Blaubeeren mit gelben und grünen Blättern, Flechten in neongrün und curry-orange
Bunt.
Noch mehr bunt. Und Blaubeeren, maximal ein Dutzend pro Pflanze.

Es ist schön hier, aber nicht so spektakulär. Wir haben beim Wandern in der Hardangervidda immer wieder erlebt, dass sich die Schönheit hier mit den Tagen richtig offenbart. Bei der letzten Tour sind wir ab dem 3. Tag einfach nur glückselig durch die traumhaften Farben gelaufen. Hier gibt es kein Aaah und Oooh, weil ein Fjord so tief, ein Berg so majestätisch, eine Aussicht so gigantisch ist. Es ist eine andere Schönheit, die sich auf dem Fahrrad nicht so schnell erschließen lässt. Klar ist es toll, hier zu fahren, aber wem das gefällt, der muss hier mal wandern gehen. Mindestens 4 Tage.

Ein Güterzug, schnell gebremst und erwischt.
Das Wetter bessert sich, die Wolkendecke hängt höher. Sogar Sonne? Na, jetzt nicht übertreiben!

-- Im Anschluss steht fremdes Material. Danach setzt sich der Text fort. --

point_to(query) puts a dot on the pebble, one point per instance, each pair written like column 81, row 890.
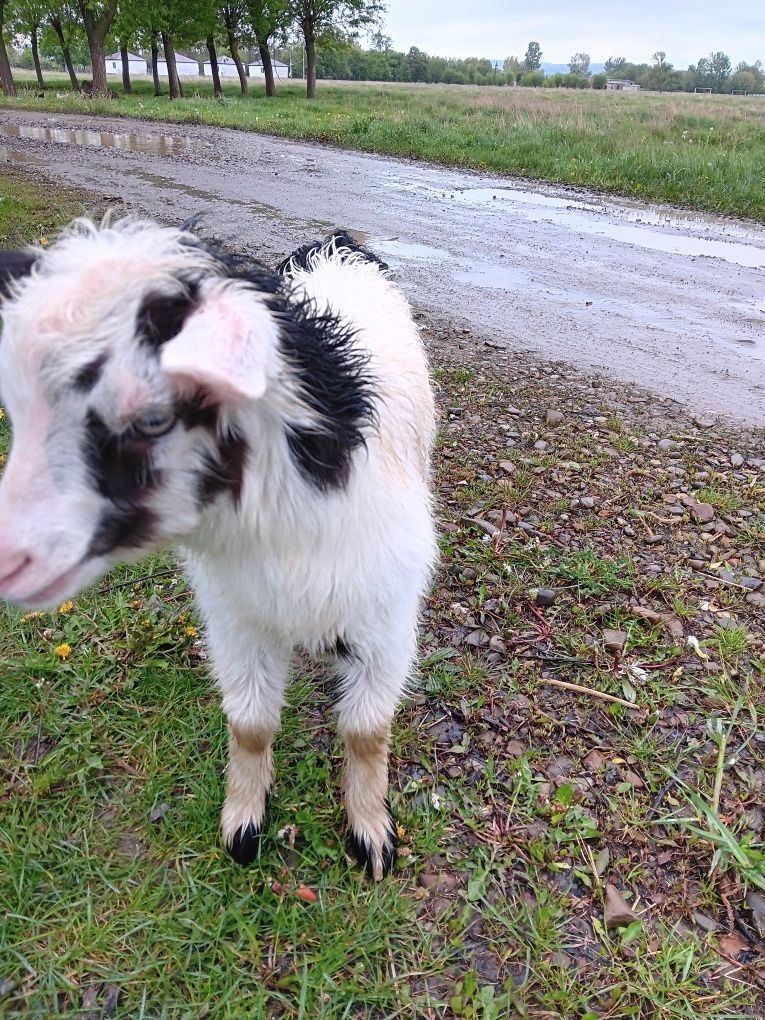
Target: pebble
column 614, row 640
column 618, row 912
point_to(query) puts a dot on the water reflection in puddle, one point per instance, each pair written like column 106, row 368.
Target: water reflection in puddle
column 621, row 222
column 156, row 145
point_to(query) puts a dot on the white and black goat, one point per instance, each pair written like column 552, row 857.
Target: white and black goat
column 275, row 427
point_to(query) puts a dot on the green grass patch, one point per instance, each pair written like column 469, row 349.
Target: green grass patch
column 702, row 152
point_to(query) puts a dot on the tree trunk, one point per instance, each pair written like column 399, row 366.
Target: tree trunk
column 58, row 29
column 234, row 50
column 173, row 82
column 125, row 68
column 96, row 33
column 154, row 68
column 36, row 58
column 6, row 79
column 217, row 91
column 265, row 57
column 310, row 59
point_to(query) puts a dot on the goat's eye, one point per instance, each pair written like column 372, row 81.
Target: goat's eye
column 155, row 422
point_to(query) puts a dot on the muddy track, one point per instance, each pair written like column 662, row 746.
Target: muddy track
column 648, row 297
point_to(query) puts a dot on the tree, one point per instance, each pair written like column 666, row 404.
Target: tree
column 27, row 18
column 267, row 17
column 579, row 64
column 318, row 18
column 532, row 59
column 614, row 66
column 97, row 18
column 6, row 79
column 64, row 24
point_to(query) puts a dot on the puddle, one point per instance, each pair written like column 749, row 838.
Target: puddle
column 625, row 223
column 155, row 145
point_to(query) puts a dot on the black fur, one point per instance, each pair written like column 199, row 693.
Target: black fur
column 122, row 527
column 87, row 377
column 161, row 317
column 335, row 383
column 12, row 265
column 366, row 856
column 300, row 259
column 245, row 846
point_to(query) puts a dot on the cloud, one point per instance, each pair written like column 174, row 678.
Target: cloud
column 686, row 31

Haugastøl ist voll auf Tourist ausgelegt. Pause will ich erst in Geilo machen. Die Fahrt ist zügig, aber unspektakulär, die Straße breit und viel befahren. Dankbar für den Rückenwind düse ich dahin. Geilo stellt sich als Ski-Ort heraus. Alles ist für den Winter ausgelegt, die Hügelhänge sind voller Pisten und Lifte. Verkehr hat es auch reichlich. So kaufe ich ein paar industrielle Backwaren als schnellen Zucker und bleibe nicht lange. Ein Bild kann ich gar nicht machen, will ich gerade auch gar nicht. Ist eher so meh.

Oberhalb von Geilo, Skiresort, überall wird gebaut.

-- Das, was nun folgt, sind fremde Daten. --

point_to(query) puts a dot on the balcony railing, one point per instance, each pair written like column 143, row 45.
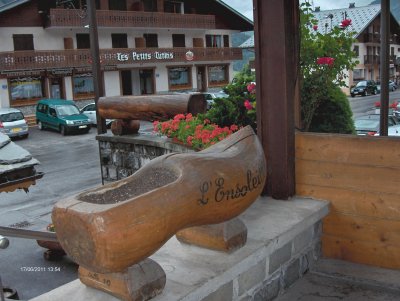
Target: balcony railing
column 376, row 38
column 110, row 58
column 109, row 18
column 375, row 59
column 372, row 38
column 372, row 59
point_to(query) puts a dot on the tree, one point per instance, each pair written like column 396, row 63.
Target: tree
column 324, row 61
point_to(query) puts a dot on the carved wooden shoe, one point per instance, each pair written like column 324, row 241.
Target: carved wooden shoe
column 112, row 227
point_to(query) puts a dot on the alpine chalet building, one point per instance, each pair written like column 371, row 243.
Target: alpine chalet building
column 146, row 47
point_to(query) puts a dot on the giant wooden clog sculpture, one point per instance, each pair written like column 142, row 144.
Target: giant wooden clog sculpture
column 109, row 229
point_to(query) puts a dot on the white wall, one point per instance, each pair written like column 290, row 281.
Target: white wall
column 4, row 96
column 68, row 87
column 111, row 83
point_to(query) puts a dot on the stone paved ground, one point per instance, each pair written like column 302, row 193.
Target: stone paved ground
column 338, row 280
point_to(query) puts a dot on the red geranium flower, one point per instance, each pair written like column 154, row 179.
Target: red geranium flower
column 325, row 61
column 248, row 105
column 345, row 23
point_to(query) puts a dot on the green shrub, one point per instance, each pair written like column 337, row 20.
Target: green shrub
column 333, row 115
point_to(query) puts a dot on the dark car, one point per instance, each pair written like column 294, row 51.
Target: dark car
column 392, row 86
column 369, row 124
column 364, row 88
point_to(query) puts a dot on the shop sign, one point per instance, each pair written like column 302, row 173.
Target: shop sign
column 67, row 71
column 189, row 55
column 144, row 56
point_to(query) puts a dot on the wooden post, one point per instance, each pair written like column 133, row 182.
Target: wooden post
column 96, row 71
column 277, row 54
column 384, row 66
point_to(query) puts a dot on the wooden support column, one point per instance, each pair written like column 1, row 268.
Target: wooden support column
column 96, row 68
column 277, row 58
column 104, row 5
column 160, row 6
column 384, row 67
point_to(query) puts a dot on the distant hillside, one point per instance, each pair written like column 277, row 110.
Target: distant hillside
column 394, row 8
column 237, row 40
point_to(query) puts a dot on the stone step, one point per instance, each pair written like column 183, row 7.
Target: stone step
column 31, row 120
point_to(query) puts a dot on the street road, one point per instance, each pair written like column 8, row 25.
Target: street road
column 362, row 105
column 70, row 165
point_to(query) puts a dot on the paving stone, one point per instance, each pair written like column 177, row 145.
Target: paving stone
column 252, row 277
column 279, row 257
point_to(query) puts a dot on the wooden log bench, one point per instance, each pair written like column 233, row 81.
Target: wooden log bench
column 110, row 231
column 128, row 110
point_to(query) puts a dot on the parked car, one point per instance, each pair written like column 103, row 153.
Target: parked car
column 61, row 115
column 364, row 88
column 369, row 124
column 13, row 123
column 392, row 86
column 90, row 111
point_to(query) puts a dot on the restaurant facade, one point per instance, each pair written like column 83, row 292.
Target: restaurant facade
column 146, row 47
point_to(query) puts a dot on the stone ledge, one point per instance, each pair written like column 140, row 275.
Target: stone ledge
column 198, row 274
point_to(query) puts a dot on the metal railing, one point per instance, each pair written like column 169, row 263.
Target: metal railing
column 110, row 18
column 75, row 58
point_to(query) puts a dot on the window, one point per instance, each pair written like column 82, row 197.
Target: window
column 151, row 40
column 23, row 42
column 173, row 7
column 178, row 40
column 213, row 40
column 82, row 41
column 358, row 74
column 117, row 5
column 356, row 50
column 83, row 86
column 180, row 78
column 27, row 88
column 218, row 75
column 150, row 5
column 119, row 40
column 42, row 108
column 226, row 41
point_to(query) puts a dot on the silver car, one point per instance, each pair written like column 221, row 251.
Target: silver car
column 13, row 123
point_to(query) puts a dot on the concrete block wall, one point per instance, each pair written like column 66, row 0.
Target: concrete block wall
column 276, row 272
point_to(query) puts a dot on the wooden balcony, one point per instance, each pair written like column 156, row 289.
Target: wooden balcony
column 372, row 38
column 110, row 58
column 107, row 18
column 375, row 59
column 372, row 59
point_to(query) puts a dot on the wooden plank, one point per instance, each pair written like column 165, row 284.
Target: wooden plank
column 374, row 151
column 361, row 228
column 276, row 90
column 350, row 201
column 377, row 254
column 346, row 176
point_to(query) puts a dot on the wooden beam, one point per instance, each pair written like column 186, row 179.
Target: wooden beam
column 277, row 59
column 384, row 66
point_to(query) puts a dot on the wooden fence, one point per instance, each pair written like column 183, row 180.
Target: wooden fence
column 360, row 176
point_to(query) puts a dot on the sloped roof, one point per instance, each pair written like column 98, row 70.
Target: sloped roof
column 16, row 166
column 249, row 43
column 360, row 17
column 8, row 4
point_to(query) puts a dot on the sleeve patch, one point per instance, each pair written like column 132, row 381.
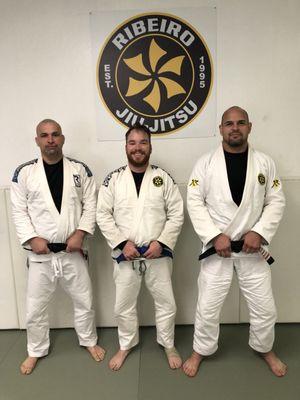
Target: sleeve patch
column 109, row 176
column 276, row 183
column 194, row 182
column 87, row 170
column 17, row 171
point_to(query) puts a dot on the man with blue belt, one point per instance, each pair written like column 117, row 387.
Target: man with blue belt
column 53, row 207
column 140, row 213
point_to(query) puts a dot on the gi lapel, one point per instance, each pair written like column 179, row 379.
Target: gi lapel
column 141, row 201
column 50, row 205
column 237, row 221
column 64, row 210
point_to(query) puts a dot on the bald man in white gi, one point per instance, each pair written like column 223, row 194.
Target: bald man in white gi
column 234, row 194
column 53, row 207
column 140, row 213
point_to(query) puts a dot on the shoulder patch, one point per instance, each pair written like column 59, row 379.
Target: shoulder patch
column 156, row 167
column 17, row 171
column 87, row 170
column 109, row 176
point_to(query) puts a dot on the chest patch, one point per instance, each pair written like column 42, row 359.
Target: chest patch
column 158, row 181
column 261, row 179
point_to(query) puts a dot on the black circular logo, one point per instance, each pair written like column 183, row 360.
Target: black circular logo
column 156, row 70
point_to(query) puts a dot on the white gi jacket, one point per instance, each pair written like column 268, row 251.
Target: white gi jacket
column 34, row 211
column 212, row 209
column 156, row 214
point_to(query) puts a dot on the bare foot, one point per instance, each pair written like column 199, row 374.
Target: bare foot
column 96, row 352
column 276, row 365
column 174, row 358
column 118, row 359
column 28, row 365
column 191, row 366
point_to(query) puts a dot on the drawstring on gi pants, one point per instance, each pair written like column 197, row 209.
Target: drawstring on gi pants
column 141, row 266
column 57, row 266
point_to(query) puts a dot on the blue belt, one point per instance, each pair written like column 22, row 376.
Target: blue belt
column 165, row 253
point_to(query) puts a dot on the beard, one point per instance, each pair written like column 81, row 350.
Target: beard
column 239, row 141
column 141, row 162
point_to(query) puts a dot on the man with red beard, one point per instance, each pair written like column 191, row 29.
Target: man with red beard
column 234, row 194
column 140, row 213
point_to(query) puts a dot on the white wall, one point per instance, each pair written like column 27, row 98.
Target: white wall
column 46, row 71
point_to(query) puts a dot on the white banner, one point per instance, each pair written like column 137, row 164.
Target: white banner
column 156, row 69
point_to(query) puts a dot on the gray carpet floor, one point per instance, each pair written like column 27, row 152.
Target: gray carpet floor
column 68, row 372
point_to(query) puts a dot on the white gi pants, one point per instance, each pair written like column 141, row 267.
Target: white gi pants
column 158, row 281
column 254, row 276
column 70, row 271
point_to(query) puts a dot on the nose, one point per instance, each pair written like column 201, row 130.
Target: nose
column 235, row 127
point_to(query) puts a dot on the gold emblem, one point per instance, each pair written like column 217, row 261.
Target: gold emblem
column 276, row 183
column 158, row 181
column 194, row 183
column 261, row 179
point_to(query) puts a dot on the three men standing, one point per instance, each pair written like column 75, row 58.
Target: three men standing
column 53, row 207
column 234, row 193
column 140, row 213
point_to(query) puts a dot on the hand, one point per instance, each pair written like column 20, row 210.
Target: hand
column 252, row 242
column 39, row 245
column 222, row 245
column 74, row 242
column 154, row 250
column 130, row 251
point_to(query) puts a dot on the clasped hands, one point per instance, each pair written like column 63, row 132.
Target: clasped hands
column 252, row 244
column 130, row 251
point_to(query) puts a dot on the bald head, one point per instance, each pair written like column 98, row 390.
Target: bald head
column 235, row 108
column 47, row 121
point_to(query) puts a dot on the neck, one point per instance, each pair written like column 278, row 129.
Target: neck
column 52, row 160
column 238, row 149
column 134, row 168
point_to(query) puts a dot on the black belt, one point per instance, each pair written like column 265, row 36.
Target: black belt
column 236, row 247
column 54, row 247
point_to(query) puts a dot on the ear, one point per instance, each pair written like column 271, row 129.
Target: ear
column 250, row 127
column 220, row 129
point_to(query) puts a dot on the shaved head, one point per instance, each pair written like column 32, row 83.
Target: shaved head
column 47, row 121
column 235, row 108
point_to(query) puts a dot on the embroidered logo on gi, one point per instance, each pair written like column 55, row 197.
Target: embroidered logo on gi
column 261, row 179
column 155, row 69
column 194, row 183
column 276, row 183
column 158, row 181
column 77, row 180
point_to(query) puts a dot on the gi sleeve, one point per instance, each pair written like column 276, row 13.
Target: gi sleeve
column 88, row 215
column 174, row 214
column 19, row 195
column 274, row 205
column 105, row 215
column 196, row 204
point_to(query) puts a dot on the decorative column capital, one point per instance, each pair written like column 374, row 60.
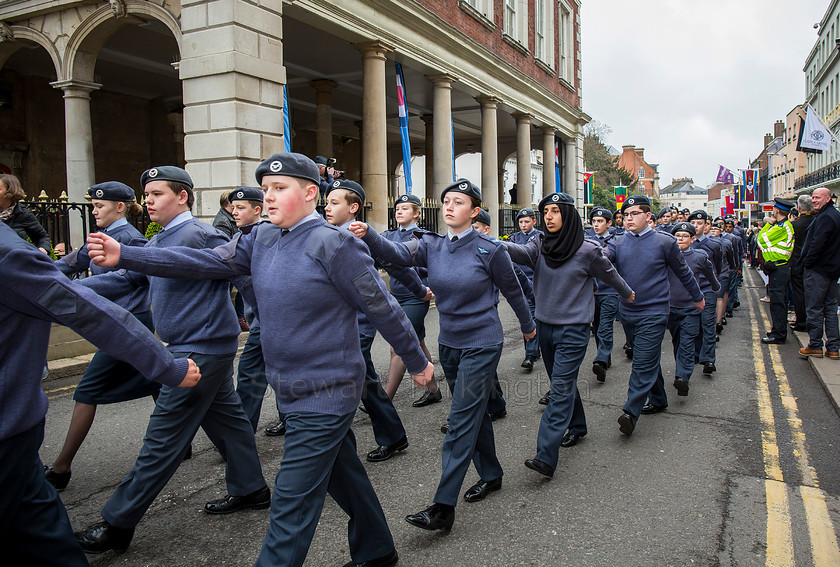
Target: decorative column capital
column 74, row 88
column 375, row 49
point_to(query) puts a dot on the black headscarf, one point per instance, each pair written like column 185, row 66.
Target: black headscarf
column 557, row 247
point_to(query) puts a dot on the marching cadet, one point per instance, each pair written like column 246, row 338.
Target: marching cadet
column 606, row 300
column 526, row 219
column 684, row 318
column 465, row 269
column 309, row 281
column 251, row 382
column 345, row 200
column 706, row 343
column 563, row 259
column 34, row 527
column 407, row 211
column 195, row 318
column 775, row 239
column 106, row 380
column 643, row 258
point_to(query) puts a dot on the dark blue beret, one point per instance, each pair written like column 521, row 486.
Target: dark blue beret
column 166, row 173
column 351, row 186
column 408, row 199
column 246, row 194
column 634, row 200
column 684, row 227
column 556, row 199
column 291, row 165
column 111, row 191
column 483, row 216
column 462, row 186
column 526, row 212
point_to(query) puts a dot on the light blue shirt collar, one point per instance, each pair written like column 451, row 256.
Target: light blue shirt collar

Dann geht es ne etwas ruhigere Straße in Richtung Dagalifjell. Zwar hab ich bereits 350hm in den Beinen, der Anstieg läuft trotzdem locker. Ob ich endlich meinen Rhythmus gefunden habe? Die Straße ist gesäumt von kleinen Birken, die schon voll auf Herbst umgefärbt sind. Die Landschaft hier ist eher sanft hügelig, Aussicht hat man selten. Dafür erstrecken sich die Wälder ewig weit. Passieren tut nicht viel. Ich fahre eher meditativ rauf und runter, bis ich in Dagali am kleinen Supermarkt ankomme, um mir ein Dinner zu kaufen.

Wie praktisch. Heute geht’s bis Dagali.
Doch auch hübsch. Aber halt keine Fjorde.

Ich will Gepäck abbauen, also esse ich heute Spaghetti. Die trage ich seit Tagen also „sollte ich doch mal wild Zelten“-Mampf mit mir herum. Dazu ne gute Soße im Glas und Spitzpaprika, das wird lecker. Der Zeltplatz ist ziemlich abgerockt, tut aber, was er soll. Duschen, waschen, kochen, essen. Außer mir sind nur ganz wenige hier, als direkte Nachbarn hab ich 2 Paare in Wohnmobilen.

Der eine, Ove, kommt auf mich zu und stellt mir ein Bier hin. Eiskalt, das brauche ich jetzt sicher. Die anderen quatschen mich auch an. Später machen sie Feuer. Ich setze mich dazu, und wir haben einen lustigen Abend. Ein weiteres Bier lehne ich nicht ab, aber mehr dann nicht, ist schlecht für die Regeneration. Schade eigentlich, mit Norwegern betrinken wäre auch mal nice. Soviel zum Thema, Norweger seien ja so verschlossen.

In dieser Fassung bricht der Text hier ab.